Nel ring della politica il Pd si muove come un pugile tramortito che rimbalza da una corda all'altra mulinando pugni a vuoto dinanzi a un avversario che lo osserva senza alzare un dito. Non è cavalleria sportiva: il match è già finito con le elezioni dello scorso settembre. A oltre quattro mesi dal ko incassato dal segretario dimissionario Letta, i dem si sono avvitati in sterili bizantinismi per definire le primarie del 26 febbraio. Un ginepraio di norme e interpretazioni viste con sgomento dentro lo stesso partito come segno dell'«impazzimento» di una classe dirigente allo sbando. Incredula di aver perso il potere dinanzi al verdetto popolare e taciturna sullo scandalo Qatargate, tutto interno alla sinistra di esportazione a Bruxelles. Se il Pd boccheggia, il resto dell'opposizione non se la passa benissimo. Il Movimento 5 Stelle si è ritagliato il primato virtuale nella minoranza promettendo sussidi e mance anche a livello regionale. Il Terzo Polo di Calenda non riesce a monopolizzare il fronte antigovernativo mentre Renzi, impegnato a pareggiare i conti con i pm che l'hanno braccato, si tiene pronto per il prossimo giro elettorale. Ci provano tutti, ma non ci riescono, diventando alla fine i migliori alleati degli avversari da abbattere. Un'opposizione feroce a parole e nel cavalcare paure retrò come il fascismo e le gabbie salariali, ma incapace nei fatti di dare del filo da torcere a Palazzo Chigi.
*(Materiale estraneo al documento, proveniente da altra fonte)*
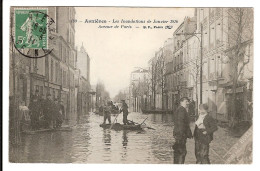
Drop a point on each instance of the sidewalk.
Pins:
(222, 142)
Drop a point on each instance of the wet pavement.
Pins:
(89, 143)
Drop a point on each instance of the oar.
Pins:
(142, 123)
(114, 121)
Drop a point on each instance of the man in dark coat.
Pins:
(205, 126)
(125, 112)
(48, 111)
(181, 131)
(107, 113)
(57, 116)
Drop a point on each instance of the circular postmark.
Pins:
(33, 32)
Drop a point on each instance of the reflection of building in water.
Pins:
(107, 138)
(162, 118)
(124, 143)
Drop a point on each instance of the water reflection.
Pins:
(89, 143)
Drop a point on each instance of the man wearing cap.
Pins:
(48, 111)
(34, 108)
(205, 126)
(107, 113)
(181, 131)
(124, 109)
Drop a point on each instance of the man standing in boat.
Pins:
(124, 109)
(181, 131)
(107, 113)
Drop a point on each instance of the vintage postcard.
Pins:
(131, 85)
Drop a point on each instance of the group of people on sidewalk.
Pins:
(45, 113)
(108, 108)
(205, 126)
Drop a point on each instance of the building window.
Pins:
(51, 70)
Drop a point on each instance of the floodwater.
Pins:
(89, 143)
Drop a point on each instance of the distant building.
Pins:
(83, 62)
(138, 91)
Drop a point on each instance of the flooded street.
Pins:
(89, 143)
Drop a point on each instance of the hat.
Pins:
(184, 98)
(204, 107)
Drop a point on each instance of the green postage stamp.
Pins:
(30, 28)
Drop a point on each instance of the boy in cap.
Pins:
(181, 131)
(205, 126)
(124, 109)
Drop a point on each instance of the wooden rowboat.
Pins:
(118, 126)
(64, 129)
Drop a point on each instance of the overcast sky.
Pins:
(115, 53)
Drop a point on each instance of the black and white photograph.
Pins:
(130, 85)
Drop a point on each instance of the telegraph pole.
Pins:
(201, 61)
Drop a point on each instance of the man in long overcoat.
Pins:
(181, 131)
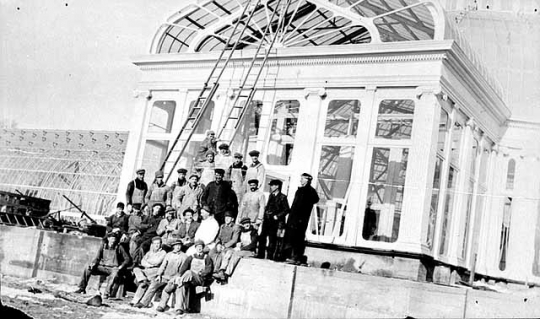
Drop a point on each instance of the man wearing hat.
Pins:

Si sono accontentati di trascorrere i 101 giorni del governo Meloni alla ricerca spasmodica di segnali di logoramento dell'esecutivo del centrodestra. Il Pd, più di tutte le altre forze di centrosinistra, aveva cullato il sogno di un'implosione dell'esecutivo con ritorno quasi immediato alle urne, vagheggiando una convivenza impossibile tra Fratelli d'Italia, Lega e Forza Italia. Ad ascoltare toni trafelati e voci rotte dall'emozione, la Meloni sarebbe dovuta cadere in continuazione: dalla disputa sulle accise sui carburanti, ai distinguo garantisti sulla giustizia alla fisiologica stanchezza verso la guerra infinita sul fronte ucraino. Anche sulla questione Ong, è bastato respingere qualche ardito emendamento leghista di bandiera per intravedere il distacco definitivo del Carroccio. Senza contare quei retroscena su Fratelli d'Italia dove il mal di pancia di un colonnello o la temeraria proposta di legge contro gli atti osceni sarebbero la spia di un partito sull'orlo della deflagrazione. Riconosciuto che Giorgia Meloni abbia avuto momenti di difficoltà, questo non è avvenuto di sicuro per mano dei suoi avversari politici.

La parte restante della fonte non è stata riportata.